Exhibits included many World War II and Nazi artifacts from the collection of local historian Darrell K. English. Students researched numerous topics and produced displays on people including Sophie Scholl, who was a member of the White Rose Nazi resistance organization and was executed before the war ended.
A gymnasium-based exhibit about Anne Frank, whose family spent time in hiding in a small attic with several additional Jewish individuals,and whose diary was discovered and published after her death in a concentration camp, was expanded to a classroom. Seventh-grade students erected tributes to Frank inside of suitcases to illustrate the hardships of life in hiding. The exhibit was titled "A Life Story Told in Suitcases."
A jacket designed for a female youth involved with Hitler's youth iniative from the collection of Darrell K. English.[Photo by Sue Bush]
The Rabbi Robert Sternberg, director of the Hatikvah Holocaust Education Center in Springfield, spoke to numerous individuals about the Holocaust from a classroom and war veterans from the Northern Berkshire region hosted groups who passed through another classroom.
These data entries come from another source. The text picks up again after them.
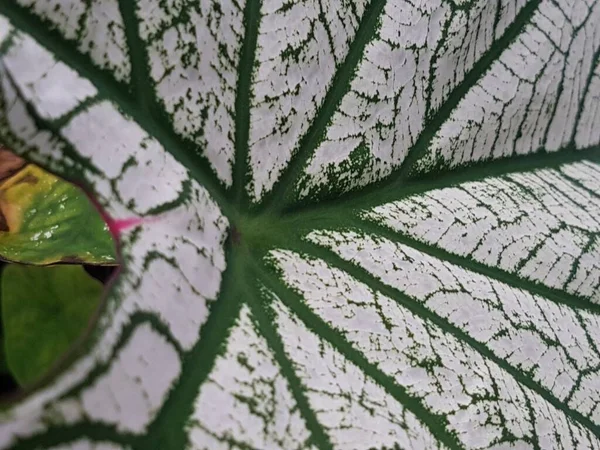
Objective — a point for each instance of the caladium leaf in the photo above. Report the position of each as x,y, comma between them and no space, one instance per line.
352,224
44,311
45,220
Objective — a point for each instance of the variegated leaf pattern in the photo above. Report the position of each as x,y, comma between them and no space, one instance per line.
357,224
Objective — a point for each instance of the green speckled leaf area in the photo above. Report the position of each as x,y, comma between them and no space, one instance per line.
44,310
351,224
46,220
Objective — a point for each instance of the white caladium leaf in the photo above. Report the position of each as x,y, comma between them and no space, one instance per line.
352,224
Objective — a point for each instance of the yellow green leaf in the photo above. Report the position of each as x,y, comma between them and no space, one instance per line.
44,311
46,220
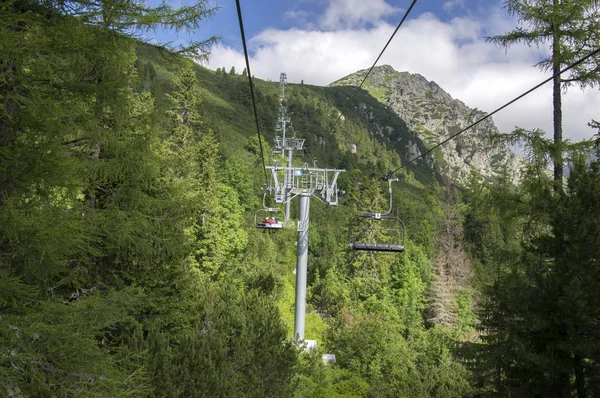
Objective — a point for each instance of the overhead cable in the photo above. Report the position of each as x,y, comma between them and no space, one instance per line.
377,60
571,66
262,156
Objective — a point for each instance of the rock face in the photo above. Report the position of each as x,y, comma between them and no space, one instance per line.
434,115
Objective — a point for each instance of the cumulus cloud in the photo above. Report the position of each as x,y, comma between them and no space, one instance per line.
346,14
452,53
452,4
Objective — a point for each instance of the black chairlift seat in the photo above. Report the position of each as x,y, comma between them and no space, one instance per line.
276,225
268,214
368,225
377,247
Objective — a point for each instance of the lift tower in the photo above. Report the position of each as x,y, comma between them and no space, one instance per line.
284,144
289,182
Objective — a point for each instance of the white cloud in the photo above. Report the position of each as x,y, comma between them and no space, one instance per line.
452,4
346,14
454,54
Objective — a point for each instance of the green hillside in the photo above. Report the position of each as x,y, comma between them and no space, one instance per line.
130,265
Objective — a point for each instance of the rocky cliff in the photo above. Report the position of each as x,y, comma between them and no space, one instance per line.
434,115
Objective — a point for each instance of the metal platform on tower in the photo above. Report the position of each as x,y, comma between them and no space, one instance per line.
321,183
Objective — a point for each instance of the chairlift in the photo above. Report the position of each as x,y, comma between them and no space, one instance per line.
266,218
367,225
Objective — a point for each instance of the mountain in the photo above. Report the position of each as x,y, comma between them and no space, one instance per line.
434,115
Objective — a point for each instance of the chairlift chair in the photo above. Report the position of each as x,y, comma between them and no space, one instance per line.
266,218
263,215
364,227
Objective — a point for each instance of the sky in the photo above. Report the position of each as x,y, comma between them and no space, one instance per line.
320,41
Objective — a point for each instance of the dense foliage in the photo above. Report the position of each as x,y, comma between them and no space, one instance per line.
130,265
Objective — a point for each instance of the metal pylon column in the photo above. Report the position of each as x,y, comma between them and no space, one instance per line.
301,266
287,189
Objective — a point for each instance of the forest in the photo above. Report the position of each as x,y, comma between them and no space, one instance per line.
130,265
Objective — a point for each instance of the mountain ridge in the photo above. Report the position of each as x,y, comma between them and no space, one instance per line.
434,115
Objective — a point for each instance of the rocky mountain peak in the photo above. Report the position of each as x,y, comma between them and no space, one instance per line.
434,115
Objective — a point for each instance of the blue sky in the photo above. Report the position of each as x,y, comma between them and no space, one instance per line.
320,41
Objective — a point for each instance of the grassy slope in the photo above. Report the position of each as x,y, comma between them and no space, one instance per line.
226,109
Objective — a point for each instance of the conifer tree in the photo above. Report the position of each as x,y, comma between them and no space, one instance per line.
572,28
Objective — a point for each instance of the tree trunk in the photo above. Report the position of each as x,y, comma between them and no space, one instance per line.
557,102
579,377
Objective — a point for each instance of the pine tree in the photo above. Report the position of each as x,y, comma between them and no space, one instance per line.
573,30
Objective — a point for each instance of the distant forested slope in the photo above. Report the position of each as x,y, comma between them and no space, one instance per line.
130,265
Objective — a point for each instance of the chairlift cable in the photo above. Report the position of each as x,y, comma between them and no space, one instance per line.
571,66
262,156
377,60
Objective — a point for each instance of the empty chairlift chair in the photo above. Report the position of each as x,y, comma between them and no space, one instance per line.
377,232
267,218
Among the displays stood an exhibit titled "Darfur." The booth sold bags of soup mix based on a favorite recipe of Mother Raile Daffala, with proceeds destined for the Sudan Relief Task Force. The task force is comprised of numerous Berkshire region churches that raise revenues specifically for persons who've been displaced by the violence and are living in the Khartoum region.
Also at the booth were members of the Mount Greylock Regional High School affiliate of the national "Help Darfur Now" organization.
Darius Jonathan, a former advisor to the vice-president of Sudan, was among the featured speakers at the event. During a brief interview, Jonathan said the current situation is "unacceptable."
A booth focused on Darfur was included in the exhbit.
"People are dying; 200,000, 300,000 people dead in three years," Jonathan said. "This is not acceptable in any civilized government. [Government officials] try to blame it all on the militias but it is the government that is depopulating the area to get to the resources, oil and uranium. The government has used money to buy people's silence."
"What I would like to see is pressure on the Sudan government and the people responsible for this brought to a court, a world court."